A website dedicated to Africa Umoja: The Spirit of Togetherness, a performance of song and dance (for “Kings, Presidents and members of the public” around the world), describes sangomas and their links to ancestors in the following manner:

During times of celebration or an Initiation, the possessed sangoma is called to dance and celebrate their ancestors. The sangoma will fall into trance where the ancestors will be channelled, signified by episodes of convulsive fits, followed by the singing of ancestral songs. These songs are echoed back to the ancestor via the audience in a process of call and response. The possessed sangoma will then change into their traditional ancestral clothing and dance vigorously while others drum.

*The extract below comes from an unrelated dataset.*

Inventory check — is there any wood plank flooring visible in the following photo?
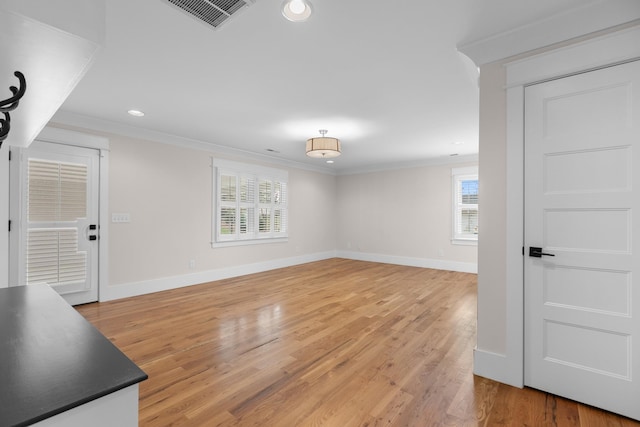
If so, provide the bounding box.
[76,259,640,427]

Vollenhoven’s book, it is said, “unearths a history that speaks to her: first in the language of a long, nameless illness without conventional cure, and then in the Calling of her Ancestors… The book… is a historic and modern quest, interwoven in a story that crosses the flimsy boundaries between worlds, in search of healing."

We should not traduce Vollenhoven’s search for healing. I have suffered a chronic disease from the age of three months, and no amount of prayer, shamanic ritual or any supernatural intervention can cure it. It is modern medicine and science that has made it possible for me to live something of a normal (healthy) life. It is the spirituality that is befuddling. Sangomas are umbilically connected to spiritualism. In defence of spiritual healers and spiritual healing, Gogo Dineo Ndlanzi self-describes as an “African spiritual healer, teacher and trained sangoma”.

It is this spiritual element that is hard to accept or even understand. Actually, I am unconvinced that the dead, ghosts, spirits or supernatural entities play any part in the material world, let alone actually exist. Given the toxicity of public discourse in South Africa, I should insist, over and again, that people can believe what they want to believe.

But whether it’s called ancestor-worship, ancestor-veneration, the cult of ancestors or simply leveraging the dead to authenticate whatever present or future state of affairs we hold dear, spirits of the past are difficult to prove.

(As a footnote, I have been following whatever progress has been made with “the grand unification” of physics and spirituality for at least three decades, and have yet to get past the pop-science of Deepak Chopra and his pseudo-scientific “quantum healing” — the new snake oil.)

There may be value in accepting that our circle of understanding and compassion, and our ability to embrace all living things in nature, can be enhanced by considering spiritual beliefs. I explained above the immense spirituality I feel when I look at the night sky and remember that we, human beings and everything that surrounds us, are made of the same stuff.

There is no evidence of ghosts, spirits or a supernatural supreme being. You need faith to believe that any of this exists. This immediately excludes the faithless, and is one of the most disingenuous conversation-stoppers. As a friend once told me, “you have to believe that it [homeopathy] will heal you for it to work”. That was the end of that conversation.

To suggest that we are able to communicate with the dead, or with spirits of our ancestors, verges on necromancy. It is simply delusional. It becomes more absurd when we use instrumental trans-communication; imagine having your god or an ancestor who died 300 years ago on speed dial. Never mind.

Vollenhoven’s work is important, socially and politically, in a country that is becoming increasingly fragmented. Fault lines run between races, ethnic and language groups, and minority groups — including people who self-describe as Khoi-San, coloured, mixed, Malay, Indian or white — are becoming increasingly marginalised. Though we should bear in mind power relations that continue to shape our political economy.

This is not a book review. I have tried to deal with two things which I think are problematic. The first is ancestor-worship, and the other is the claims of communicating with spirits of long-dead people. It is hard to be convinced of either.